Report: Climate Change Could Threaten Global Wine Supply

Human-caused climate change could slash the amount of areas on the planet capable of growing and sustaining existing wine varieties, a study released Monday suggests.
Lasseter Winery via Unsplash

Any change in the earth’s temperature could slash the amount of areas on the planet capable of growing and sustaining existing wine varieties, a study released Monday suggests.

This is because wine grapes are extremely sensitive to the changes in temperature and season.

“In some ways, wine is like the canary in the coal mine for climate change impacts on agriculture because these grapes are so climate-sensitive,” said study co-author Benjamin Cook of Columbia University’s Lamont-Doherty Earth Observatory.

The study was conducted by combining long-term records with global data on where different wine grapes are planted, USA Today reports. The 11 varieties of wine grape chosen included Cabernet Sauvignon, Chardonnay, Grenache, Merlot and Sauvignon Blanc.

Wine-growing regions that are already warm now – such as Italy, Spain and Australia – will see the largest losses as the planet heats up.

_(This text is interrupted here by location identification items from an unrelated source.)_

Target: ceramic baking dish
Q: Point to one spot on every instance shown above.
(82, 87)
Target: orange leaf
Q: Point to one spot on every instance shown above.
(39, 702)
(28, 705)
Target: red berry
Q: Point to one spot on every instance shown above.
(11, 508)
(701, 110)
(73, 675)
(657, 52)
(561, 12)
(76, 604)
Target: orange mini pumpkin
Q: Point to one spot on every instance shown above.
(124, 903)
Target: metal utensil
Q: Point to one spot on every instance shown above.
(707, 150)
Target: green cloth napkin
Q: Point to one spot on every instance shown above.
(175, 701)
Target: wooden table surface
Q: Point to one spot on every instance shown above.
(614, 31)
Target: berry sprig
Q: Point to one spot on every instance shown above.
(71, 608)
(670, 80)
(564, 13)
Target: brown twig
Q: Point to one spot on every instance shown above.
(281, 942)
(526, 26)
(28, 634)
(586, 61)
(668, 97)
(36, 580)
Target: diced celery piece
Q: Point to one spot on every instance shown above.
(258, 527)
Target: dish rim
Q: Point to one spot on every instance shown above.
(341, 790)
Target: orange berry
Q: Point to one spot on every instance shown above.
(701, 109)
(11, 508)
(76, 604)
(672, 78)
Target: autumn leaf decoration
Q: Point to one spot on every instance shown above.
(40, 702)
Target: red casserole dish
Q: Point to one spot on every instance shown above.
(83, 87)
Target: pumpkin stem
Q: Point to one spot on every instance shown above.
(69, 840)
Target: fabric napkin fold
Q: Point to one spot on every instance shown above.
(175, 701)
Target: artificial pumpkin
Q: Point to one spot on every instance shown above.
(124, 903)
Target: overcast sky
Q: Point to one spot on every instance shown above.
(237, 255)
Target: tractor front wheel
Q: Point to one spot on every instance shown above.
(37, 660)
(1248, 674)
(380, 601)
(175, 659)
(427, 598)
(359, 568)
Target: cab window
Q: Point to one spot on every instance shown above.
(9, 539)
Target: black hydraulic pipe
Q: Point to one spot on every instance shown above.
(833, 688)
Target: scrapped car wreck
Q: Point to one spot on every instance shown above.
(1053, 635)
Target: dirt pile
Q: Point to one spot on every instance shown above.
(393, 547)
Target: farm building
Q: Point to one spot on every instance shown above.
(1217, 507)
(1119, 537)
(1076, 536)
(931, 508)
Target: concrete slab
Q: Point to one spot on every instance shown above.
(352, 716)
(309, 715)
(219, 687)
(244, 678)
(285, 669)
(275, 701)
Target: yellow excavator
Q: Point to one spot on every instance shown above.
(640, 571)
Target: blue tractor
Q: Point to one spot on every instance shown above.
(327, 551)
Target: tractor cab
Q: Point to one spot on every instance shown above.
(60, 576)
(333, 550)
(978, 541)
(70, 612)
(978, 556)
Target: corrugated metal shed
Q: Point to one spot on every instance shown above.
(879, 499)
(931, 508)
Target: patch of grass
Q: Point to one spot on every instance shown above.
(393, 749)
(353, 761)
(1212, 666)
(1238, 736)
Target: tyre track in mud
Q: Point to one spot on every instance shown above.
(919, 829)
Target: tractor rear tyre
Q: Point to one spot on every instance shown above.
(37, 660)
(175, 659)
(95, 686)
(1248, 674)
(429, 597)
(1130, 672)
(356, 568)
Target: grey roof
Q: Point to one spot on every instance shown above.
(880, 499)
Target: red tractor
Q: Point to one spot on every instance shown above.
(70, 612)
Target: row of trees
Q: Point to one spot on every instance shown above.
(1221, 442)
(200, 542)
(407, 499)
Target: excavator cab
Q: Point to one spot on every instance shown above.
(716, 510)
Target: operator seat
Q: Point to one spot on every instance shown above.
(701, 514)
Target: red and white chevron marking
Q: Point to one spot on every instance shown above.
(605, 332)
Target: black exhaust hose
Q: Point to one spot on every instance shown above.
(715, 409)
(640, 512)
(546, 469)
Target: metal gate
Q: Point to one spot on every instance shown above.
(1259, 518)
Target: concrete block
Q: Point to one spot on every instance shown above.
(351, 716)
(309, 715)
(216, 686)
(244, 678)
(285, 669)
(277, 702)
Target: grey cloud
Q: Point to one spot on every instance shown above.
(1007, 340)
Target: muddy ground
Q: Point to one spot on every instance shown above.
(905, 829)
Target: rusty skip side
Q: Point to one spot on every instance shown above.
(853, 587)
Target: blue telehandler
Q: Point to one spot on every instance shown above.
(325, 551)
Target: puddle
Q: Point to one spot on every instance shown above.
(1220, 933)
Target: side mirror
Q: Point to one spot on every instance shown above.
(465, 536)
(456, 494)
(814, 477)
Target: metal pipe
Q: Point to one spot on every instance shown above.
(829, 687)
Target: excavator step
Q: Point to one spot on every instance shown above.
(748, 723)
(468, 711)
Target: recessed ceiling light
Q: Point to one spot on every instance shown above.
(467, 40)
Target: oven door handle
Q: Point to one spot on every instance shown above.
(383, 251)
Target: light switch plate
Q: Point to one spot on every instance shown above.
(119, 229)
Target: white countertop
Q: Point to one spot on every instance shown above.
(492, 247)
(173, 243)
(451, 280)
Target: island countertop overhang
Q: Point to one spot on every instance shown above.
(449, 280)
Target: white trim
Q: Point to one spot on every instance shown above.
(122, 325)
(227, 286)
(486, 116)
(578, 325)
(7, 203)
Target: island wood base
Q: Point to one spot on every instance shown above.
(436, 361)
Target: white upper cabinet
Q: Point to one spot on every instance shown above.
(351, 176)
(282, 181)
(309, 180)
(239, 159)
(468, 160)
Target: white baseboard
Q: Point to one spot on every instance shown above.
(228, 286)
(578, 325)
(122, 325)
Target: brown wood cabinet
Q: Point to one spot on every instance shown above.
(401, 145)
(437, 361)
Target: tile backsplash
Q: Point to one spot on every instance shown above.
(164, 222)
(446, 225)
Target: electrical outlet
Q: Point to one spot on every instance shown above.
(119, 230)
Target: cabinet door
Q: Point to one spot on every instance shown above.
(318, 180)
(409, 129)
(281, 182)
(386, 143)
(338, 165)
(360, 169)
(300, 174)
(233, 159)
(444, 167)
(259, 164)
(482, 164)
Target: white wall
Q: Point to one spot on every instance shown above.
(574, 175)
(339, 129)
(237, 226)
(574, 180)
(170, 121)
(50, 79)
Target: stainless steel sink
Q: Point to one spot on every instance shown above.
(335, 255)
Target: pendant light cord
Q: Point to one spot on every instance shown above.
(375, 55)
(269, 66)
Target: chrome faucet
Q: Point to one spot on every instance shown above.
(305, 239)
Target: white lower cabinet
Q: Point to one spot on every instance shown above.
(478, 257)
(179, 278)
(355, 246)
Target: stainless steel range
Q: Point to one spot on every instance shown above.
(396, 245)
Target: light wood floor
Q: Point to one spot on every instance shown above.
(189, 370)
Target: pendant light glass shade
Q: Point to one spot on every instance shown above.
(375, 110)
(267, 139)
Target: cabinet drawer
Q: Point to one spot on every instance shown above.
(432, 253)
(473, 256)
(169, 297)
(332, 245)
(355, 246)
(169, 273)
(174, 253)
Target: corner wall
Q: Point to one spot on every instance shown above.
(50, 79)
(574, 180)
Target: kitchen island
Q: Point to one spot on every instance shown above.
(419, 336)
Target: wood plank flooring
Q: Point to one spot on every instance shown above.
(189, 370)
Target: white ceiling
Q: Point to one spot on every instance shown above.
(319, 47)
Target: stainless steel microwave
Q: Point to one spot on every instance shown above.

But the scientists say cooler wine-growing regions in countries like Germany, New Zealand and the U.S. Pacific Northwest could be relatively unscathed and ultimately change their grape varieties to mirror the changes in climate.

Increasing diversity within crops may be a powerful way to reduce agricultural declines from climate change, which is why the team behind the study said the glass was not necessarily half empty, the Guardian reports.

Ignacio Morales-Castilla, the co-author from the University of Alcalá, Spain, said: “The positive message is that we can still adapt viticulture to climate change – and diversity is a very interesting tool to do that. But the warning … is we should limit warming [as much as] possible, because the more warming we have, the fewer options for adaptation.”

The study has limitations, including the fact it only looks at a handful of the more than 1,100 varieties of wine grape. Morales-Castilla suggested other varieties might offer greater potential for adaptation as the climate continued to heat up.

The team said mitigation efforts were not without their problems: replanting or regrafting vineyards is expensive. There are also complex rules about how wines are labelled: for example, the name “champagne” can legally be used only if the sparkling wine comes from the Champagne region of France.

However, switching wine grape varieties could come with significant legal, cultural and financial challenges, USA Today added.

“Conversations in Europe have already begun about new legislation to make it easier for major regions to change the varieties they grow,” said study co-author Elizabeth Wolkovich of the University of British Columbia in Vancouver.

“But growers still must learn to grow these new varieties,” she said. “That’s a big hurdle in some regions that have grown the same varieties for hundreds and hundreds of years, and they need consumers who are willing to accept different varieties from their favorite regions.”

The full findings of the study were published in the journal Proceedings of the National Academy of Sciences.